PMCID: PMC6870283  PMID: 21954106

Abstract

Multiple sclerosis (MS) is characterized by extensive damage in the central nervous system. Within this field, there is a strong need for more advanced, functional imaging measures, as abnormalities measured with structural imaging insufficiently explain clinicocognitive decline in MS. In this study we investigated functional connectivity changes in MS using resting‐state magnetoencephalography (MEG). Data from 34 MS patients and 28 age and gender‐matched controls was assessed using synchronization likelihood (SL) as a measure of functional interaction strength between brain regions, and graph analysis to characterize topological patterns of connectivity changes. Cognition was assessed using extensive neuropsychological evaluation. Structural measures included brain and lesion volumes, using MRI. Results show SL increases in MS patients in theta, lower alpha and beta bands, with decreases in the upper alpha band. Graph analysis revealed a more regular topology in the lower alpha band in patients, indicated by an increased path length (λ) and clustering coefficient (γ). Attention and working memory domains were impaired, with decreased brain volumes. A stepwise linear regression model using clinical, MRI and MEG parameters as predictors revealed that only increases in lower alpha band γ predicted impaired cognition. Cognitive impairments and related altered connectivity patterns were found to be especially predominant in male patients. These results show specific functional changes in MS as measured with MEG. Only changes in network topology were related to poorer cognitive outcome. This indicates the value of graph analysis beyond traditional structural and functional measures, with possible implications for diagnostic and/or prognostic purposes in MS. Hum Brain Mapp, 2013. © 2011 Wiley Periodicals, Inc.

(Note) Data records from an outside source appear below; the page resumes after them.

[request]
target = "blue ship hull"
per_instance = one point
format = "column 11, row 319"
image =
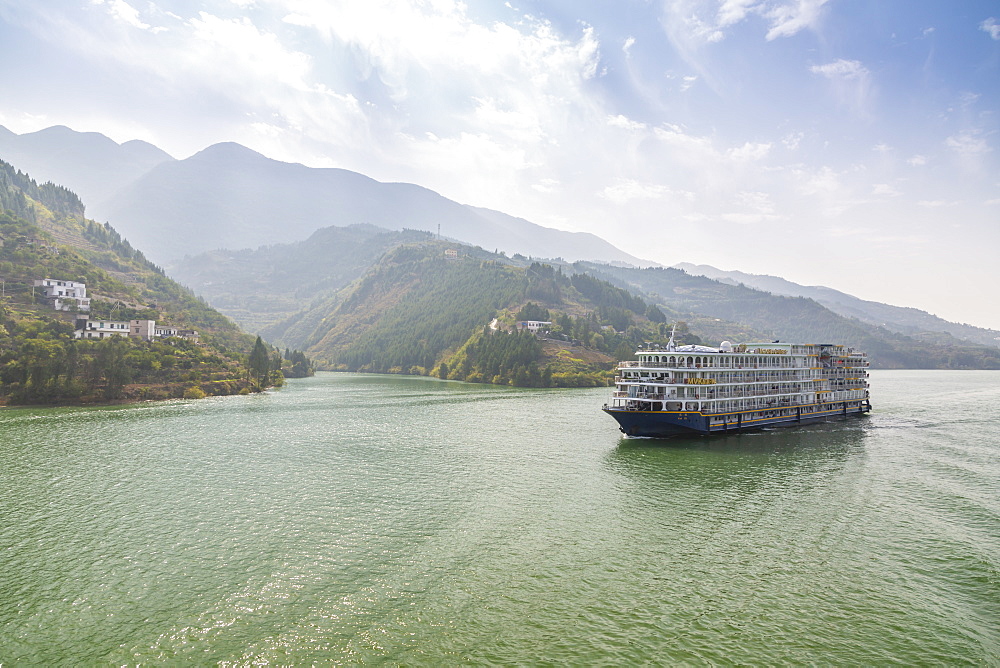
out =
column 665, row 424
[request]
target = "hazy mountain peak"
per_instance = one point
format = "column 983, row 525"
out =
column 229, row 150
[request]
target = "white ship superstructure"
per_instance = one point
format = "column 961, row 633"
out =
column 699, row 389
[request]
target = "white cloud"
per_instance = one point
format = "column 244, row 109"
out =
column 841, row 69
column 750, row 152
column 885, row 190
column 792, row 140
column 734, row 11
column 123, row 12
column 991, row 28
column 850, row 81
column 620, row 121
column 967, row 144
column 790, row 18
column 626, row 190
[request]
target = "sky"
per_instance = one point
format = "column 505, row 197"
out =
column 845, row 143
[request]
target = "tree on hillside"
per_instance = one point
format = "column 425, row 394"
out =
column 259, row 364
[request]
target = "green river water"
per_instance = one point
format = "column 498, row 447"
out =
column 350, row 519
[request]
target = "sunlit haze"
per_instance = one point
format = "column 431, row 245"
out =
column 830, row 142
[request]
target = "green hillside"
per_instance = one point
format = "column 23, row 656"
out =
column 418, row 311
column 259, row 288
column 44, row 234
column 796, row 319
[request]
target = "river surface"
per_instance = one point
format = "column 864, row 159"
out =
column 352, row 519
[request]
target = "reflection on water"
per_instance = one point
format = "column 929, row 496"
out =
column 367, row 519
column 738, row 458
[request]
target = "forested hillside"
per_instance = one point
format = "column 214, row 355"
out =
column 258, row 288
column 904, row 320
column 796, row 319
column 419, row 311
column 43, row 234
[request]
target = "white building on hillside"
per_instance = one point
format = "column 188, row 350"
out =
column 140, row 329
column 533, row 325
column 64, row 295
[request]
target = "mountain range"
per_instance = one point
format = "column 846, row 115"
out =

Keywords: multiple sclerosis, MEG, connectivity, graph analysis, cognition, atrophy

INTRODUCTION

Multiple sclerosis (MS) is a chronic, inflammatory demyelinating and neurodegenerative disease, with focal lesions developing in the gray and white matter, and with diffuse changes indicative of axonal damage in tissue surrounding lesions. Brain atrophy and cognitive impairment are also common in this disease [Calabrese et al., 2009; Chiaravalloti and DeLuca, 2008]. In MS, a “clinico‐radiological paradox” has been observed, i.e., structural damage alone only modestly explains clinical and cognitive functioning [Barkhof, 2002; Kincses et al., 2011]. In view of the widespread structural damage, it may be expected that MS patients display changes in brain network connectivity. As cognition requires efficient and integrated communication between different brain areas, a loss of functional connectivity between different brain areas may be expected to cause cognitive impairment.

Connectivity‐based studies are commonly used to study neurological disease. This field, recently termed “connectomics” [Sporns et al., 2005], has shown several clinically relevant findings in neurological disorders using functional [Stam, 2010], as well as structural [Roosendaal et al., 2009] measures of connectivity. Resting state functional connectivity studies are becoming more common in the assessment of whole‐brain connectivity in neurological disease. It has been shown that networks that are active during the resting state relate closely to brain structure [Honey et al., 2009], although that interrelationship is not fully understood.

Resting state MEG analyses have been successfully applied to study functional brain network changes in several conditions, such as Alzheimer's disease (AD) [Stam et al., 2009], Parkinson's disease (PD) [Stoffers et al., 2008] and brain tumors [Douw et al., 2008]. Graph analysis of this data can be used for an overall description of whole‐brain networks in neurological disease and is based on the representation of a network as a graph which displays a network as a set of nodes (vertices) and their weighted connections (links or edges, with a number representing the strength of the connection on a scale between 0 and 1). Using this graph, network architecture is analyzed using various measures such as clustering coefficient, a measure of local connectivity, and path length, a measure of overall network efficiency [Bullmore and Sporns, 2009]. These distinct measures are very suitable for relating the amount of structural damage to functional changes in the brain, and to relate aforementioned functional changes to clinicocognitive measures.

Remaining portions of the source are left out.